The Hurt Locker

The Hurt Locker has a pulse-pounding intensity and a refreshing lack of agenda which serves to distill any political thoughts you may have brought with you about the Iraqi war and let you immerse in the lives of a bomb-squad team in 2004. The unseen villains of the piece are the diabolical bomb-makers, who come up with escalating and horrific scenarios in which to use IED (Improvised Explosive Devices) to destroy the American “invaders”.

Against them is the rebellious anti-hero of the story, Sgt. James(played by Jeremy Renner), who often disregards procedural safety protocols because he (rightly) believes it won’t save him should any of the devices blow up while he’s trying to defuse them. He comes to the team after the first commander is pulped by an IED that is remotely detonated while his is trying to diffuse it – we see that his regard for safety armor doesn’t save him in the end, even when he still manages to run 100 feet away before the device explodes.

His new team, played by Anthony Mackie (you may recognize him from 8 Mile) and Brian Geraghty, are thrown and disturbed by Sgt.

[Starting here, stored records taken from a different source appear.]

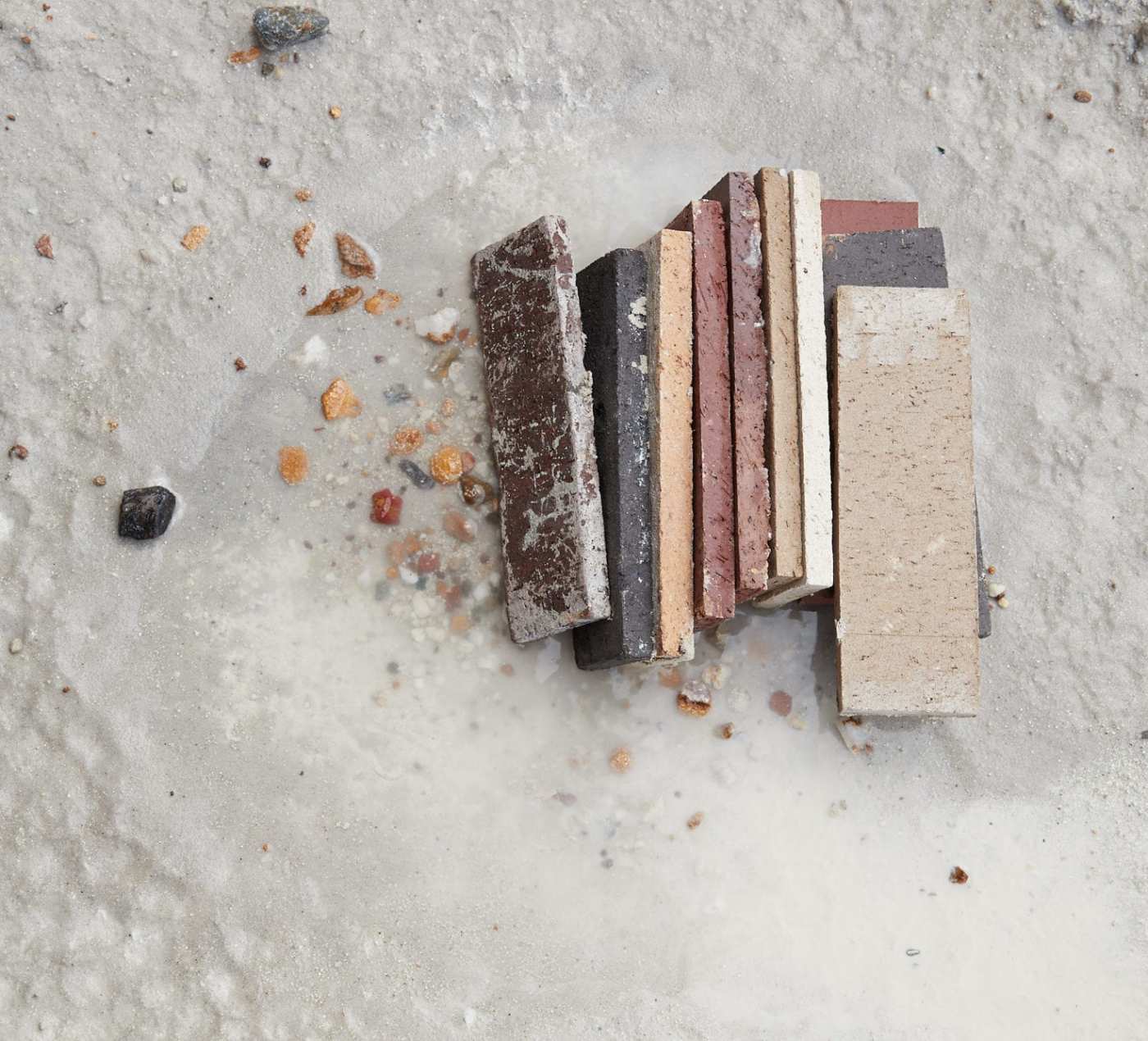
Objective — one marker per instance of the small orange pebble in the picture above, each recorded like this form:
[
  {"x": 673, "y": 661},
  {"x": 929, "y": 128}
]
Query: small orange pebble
[
  {"x": 195, "y": 237},
  {"x": 243, "y": 57},
  {"x": 381, "y": 302},
  {"x": 339, "y": 401},
  {"x": 447, "y": 465},
  {"x": 781, "y": 702},
  {"x": 353, "y": 258},
  {"x": 302, "y": 238},
  {"x": 338, "y": 300},
  {"x": 293, "y": 464},
  {"x": 671, "y": 677},
  {"x": 620, "y": 760},
  {"x": 405, "y": 441},
  {"x": 457, "y": 526}
]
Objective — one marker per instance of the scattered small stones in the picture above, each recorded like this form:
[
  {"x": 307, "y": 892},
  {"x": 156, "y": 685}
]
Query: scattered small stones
[
  {"x": 694, "y": 699},
  {"x": 197, "y": 234},
  {"x": 243, "y": 57},
  {"x": 620, "y": 760},
  {"x": 407, "y": 439},
  {"x": 386, "y": 507},
  {"x": 381, "y": 302},
  {"x": 447, "y": 465},
  {"x": 457, "y": 526},
  {"x": 418, "y": 476},
  {"x": 285, "y": 26},
  {"x": 293, "y": 464},
  {"x": 339, "y": 401},
  {"x": 146, "y": 512},
  {"x": 476, "y": 491},
  {"x": 353, "y": 257},
  {"x": 338, "y": 300}
]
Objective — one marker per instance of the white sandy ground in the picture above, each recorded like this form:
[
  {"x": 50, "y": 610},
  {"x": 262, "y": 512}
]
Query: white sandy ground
[{"x": 244, "y": 674}]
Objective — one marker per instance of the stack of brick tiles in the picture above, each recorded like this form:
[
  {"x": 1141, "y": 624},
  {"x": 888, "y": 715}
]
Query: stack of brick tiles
[{"x": 769, "y": 401}]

James’ antics and attitude, and also perceive that he is good at his job because he gets off on it. Indeed, his wife and child bear the brunt of his feeding, as he returns again and again for more tours for the rush. He is exceptional at facing death, and reluctantly embraces the talent.

The film has many stark images that have stuck with me in the weeks since I’ve seen it. The sniper battle, the discovery of the child-corpse-bomb, the diffusing of a car-load of bombs, the face-to-face mirthlessly funny encounter between James and a man who rushes to remotely detonate the bombs underneath him, the tense off-duty moments which are every bit as threatening as the ones in the field. The film is a threaded series of moments that results in a movie deserving of the lauding it has received.